Amat mungkin Barus merupakan kota tertua di Indonesia
mengingat dari seluruh kota di Nusantara, hanya Barus yang namanya sudah
disebut-sebut sejak awal Masehi oleh literatur-literatur Arab, India, Tamil,
Yunani, Syiria, Armenia, China, dan sebagainya.
Sebuah peta kuno yang dibuat oleh Claudius Ptolomeus, salah
seorang Gubernur Kerajaan Yunani yang berpusat di Aleksandria Mesir, pada abad
ke-2 Masehi, juga telah menyebutkan bahwa di pesisir barat Sumatera terdapat
sebuah bandar niaga bernama Barousai (Barus) yang dikenal menghasilkan
wewangian dari kapur barus.
Bahkan dikisahkan pula bahwa kapur barus yang diolah dari
kayu kamfer dari kota itu telah dibawa ke Mesir untuk dipergunakan bagi
pembalseman mayat pada zaman kekuasaan Firaun sejak Ramses II atau sekitar
5.000 tahun sebelum Masehi!
Berdasakan buku Nuchbatuddar karya Addimasqi, Barus juga
dikenal sebagai daerah awal masuknya agama Islam di Nusantara sekitar abad ke-7
Masehi. Sebuah makam kuno di kompleks pemakaman Mahligai, Barus, di batu
nisannya tertulis Syekh Rukunuddin wafat tahun 672 Masehi. Ini memperkuat
dugaan bahwa komunitas Muslim di Barus sudah ada pada era itu.
Sebuah Tim Arkeolog yang berasal dari Ecole Francaise
extreme-Orient (EFEO) Perancis yang bekerjasama dengan peneliti dari Pusat Penelitian
Arkeologi Nasional (PPAN) di Lobu Tua-Barus, telah menemukan bahwa pada sekitar
abad 9-12 Masehi, Barus telah menjadi sebuah perkampungan multi-etnis dari
berbagai suku bangsa seperti Arab, Aceh, India, China, Tamil, Jawa, Batak,
Minangkabau, Bugis, Bengkulu, dan sebagainya.
Tim tersebut menemukan banyak benda-benda berkualitas tinggi
yang usianya sudah ratusan tahun dan ini menandakan dahulu kala kehidupan di
Barus itu sangatlah makmur.
Di Barus dan sekitarnya, banyak pedagang Islam yang terdiri
dari orang Arab, Aceh, dan sebagainya hidup dengan berkecukupan.

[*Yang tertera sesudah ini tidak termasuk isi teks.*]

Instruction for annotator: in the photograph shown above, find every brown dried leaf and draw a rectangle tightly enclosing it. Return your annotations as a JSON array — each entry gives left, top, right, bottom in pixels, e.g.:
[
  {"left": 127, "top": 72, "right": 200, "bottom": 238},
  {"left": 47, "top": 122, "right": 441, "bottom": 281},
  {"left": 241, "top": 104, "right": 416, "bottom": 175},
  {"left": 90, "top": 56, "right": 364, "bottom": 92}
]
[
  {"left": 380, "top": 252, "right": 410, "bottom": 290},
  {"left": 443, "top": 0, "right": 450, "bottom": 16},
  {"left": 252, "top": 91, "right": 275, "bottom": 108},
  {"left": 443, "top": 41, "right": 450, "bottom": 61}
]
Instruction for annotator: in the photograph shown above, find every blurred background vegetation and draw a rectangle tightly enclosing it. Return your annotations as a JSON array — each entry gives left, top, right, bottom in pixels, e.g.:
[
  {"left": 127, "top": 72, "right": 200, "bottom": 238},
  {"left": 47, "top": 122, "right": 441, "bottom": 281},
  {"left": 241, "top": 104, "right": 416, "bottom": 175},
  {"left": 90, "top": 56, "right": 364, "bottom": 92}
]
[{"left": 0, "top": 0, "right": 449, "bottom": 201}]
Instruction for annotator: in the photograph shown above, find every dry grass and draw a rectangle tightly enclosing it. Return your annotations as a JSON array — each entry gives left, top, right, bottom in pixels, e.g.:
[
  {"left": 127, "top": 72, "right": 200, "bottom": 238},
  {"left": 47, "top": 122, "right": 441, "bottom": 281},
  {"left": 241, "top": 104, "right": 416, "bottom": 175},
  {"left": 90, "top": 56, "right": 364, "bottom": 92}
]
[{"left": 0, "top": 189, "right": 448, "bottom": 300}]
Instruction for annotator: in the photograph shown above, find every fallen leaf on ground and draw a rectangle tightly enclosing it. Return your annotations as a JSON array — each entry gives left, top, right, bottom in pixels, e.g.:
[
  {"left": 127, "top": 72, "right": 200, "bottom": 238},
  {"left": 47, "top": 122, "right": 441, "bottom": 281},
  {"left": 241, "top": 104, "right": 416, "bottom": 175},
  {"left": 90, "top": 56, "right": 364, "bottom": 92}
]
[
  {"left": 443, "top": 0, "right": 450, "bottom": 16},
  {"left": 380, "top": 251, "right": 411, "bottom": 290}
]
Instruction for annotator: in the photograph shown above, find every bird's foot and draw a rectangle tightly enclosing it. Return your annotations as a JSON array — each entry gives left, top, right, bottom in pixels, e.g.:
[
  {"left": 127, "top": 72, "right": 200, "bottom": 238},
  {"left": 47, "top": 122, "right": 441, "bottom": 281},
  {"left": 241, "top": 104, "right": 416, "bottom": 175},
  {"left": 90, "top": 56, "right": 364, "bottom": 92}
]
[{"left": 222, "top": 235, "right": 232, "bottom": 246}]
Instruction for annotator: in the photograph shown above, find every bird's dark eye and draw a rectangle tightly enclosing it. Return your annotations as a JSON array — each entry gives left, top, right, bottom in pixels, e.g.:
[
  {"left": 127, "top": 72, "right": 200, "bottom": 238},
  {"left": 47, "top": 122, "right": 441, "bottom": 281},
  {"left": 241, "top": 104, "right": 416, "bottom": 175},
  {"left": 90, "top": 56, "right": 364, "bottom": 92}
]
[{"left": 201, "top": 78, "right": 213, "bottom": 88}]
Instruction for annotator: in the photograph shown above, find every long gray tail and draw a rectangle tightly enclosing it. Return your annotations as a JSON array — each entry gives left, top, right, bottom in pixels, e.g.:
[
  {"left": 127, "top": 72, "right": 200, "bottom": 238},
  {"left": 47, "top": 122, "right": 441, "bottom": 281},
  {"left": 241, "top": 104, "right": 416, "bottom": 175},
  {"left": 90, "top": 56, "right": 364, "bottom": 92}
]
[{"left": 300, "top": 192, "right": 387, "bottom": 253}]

Mereka
memiliki kedudukan baik dan pengaruh cukup besar di dalam masyarakat maupun
pemerintah (Kerajaan Budha Sriwijaya). Bahkan kemudian ada juga yang ikut
berkuasa di sejumlah bandar. Mereka banyak yang bersahabat, juga berkeluarga
dengan raja, adipati, atau pembesar-pembesar Sriwijaya lainnya. Mereka sering
pula menjadi penasehat raja, adipati, atau penguasa setempat. Makin lama makin
banyak pula penduduk setempat yang memeluk Islam. Bahkan ada pula raja,
adipati, atau penguasa setempat yang akhirnya masuk Islam. Tentunya dengan
jalan damai.
Sejarahwan T. W. Arnold dalam karyanya The Preaching of
Islam (1968) juga menguatkan temuan bahwa agama Islam telah dibawa oleh
mubaligh-mubaligh Islam asal jazirah Arab ke Nusantara sejak awal abad ke-7 M.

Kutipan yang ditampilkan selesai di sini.